El mercado global de la Inteligencia Artificial (IA) ha experimentado una transformación profunda durante el último año, pasando de ser una novedad tecnológica basada en la curiosidad a convertirse en un recurso recurrente y estructurado.
Según análisis recientes sobre el comportamiento digital hacia finales de 2025, el número de usuarios que interactúan con aplicaciones de IA se ha duplicado en comparación con el periodo anterior, lo que refleja una integración real en las rutinas personales y profesionales.
ChatGPT se mantiene como el líder indiscutible del sector. La plataforma de OpenAI ha logrado casi duplicar su base de usuarios en un solo año, alcanzando niveles de penetración significativos entre la población conectada. Más allá del volumen de personas, destaca el tiempo de permanencia en la aplicación, que ya supera la hora y media mensual por usuario, lo que sugiere un uso maduro y no meramente exploratorio.
Por otro lado, la competencia tecnológica se intensifica con el ascenso de Google Gemini. Tras un inicio moderado, esta herramienta ha logrado triplicar su alcance global en un año, consolidándose como la segunda opción preferida. Este crecimiento se atribuye a la capacidad de los grandes ecosistemas para integrar estas funciones en productos que el público ya utiliza de forma masiva.

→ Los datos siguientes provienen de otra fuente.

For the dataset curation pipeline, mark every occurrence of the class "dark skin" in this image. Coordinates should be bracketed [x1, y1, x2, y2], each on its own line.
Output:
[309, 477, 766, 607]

En el ámbito de la búsqueda de información, Perplexity ha emergido como una sorpresa estadística con crecimientos que superan el 400% en captación de usuarios. Al mismo tiempo, plataformas integradas en redes sociales, como Grok dentro de la red X, han incrementado sustancialmente su tiempo de uso por persona. En contraste, otras propuestas como Copilot o el fenómeno chino DeepSeek, han mostrado signos de desaceleración tras sus picos iniciales de popularidad.
El sector de la IA creativa presenta un escenario de especialización. Mientras que aplicaciones enfocadas en la música como Suno o en la manipulación de voz como Eleven Labs mantienen un crecimiento constante, las herramientas exclusivas de generación de imágenes y video enfrentan un desafío mayor. Muchas de sus funciones están siendo absorbidas por los chatbots más populares, lo que ha provocado caídas de uso superiores al 60% en plataformas independientes como Leonardo.ai o Runway.
Finalmente, el ecosistema se dirige hacia una fase de selección y concentración. Los datos indican que los usuarios tienden a preferir las soluciones ofrecidas por los grandes gigantes tecnológicos, buscando una integración más fluida en sus dispositivos habituales. La IA ha dejado de ser un experimento para convertirse en un servicio esencial que redefine la economía digital.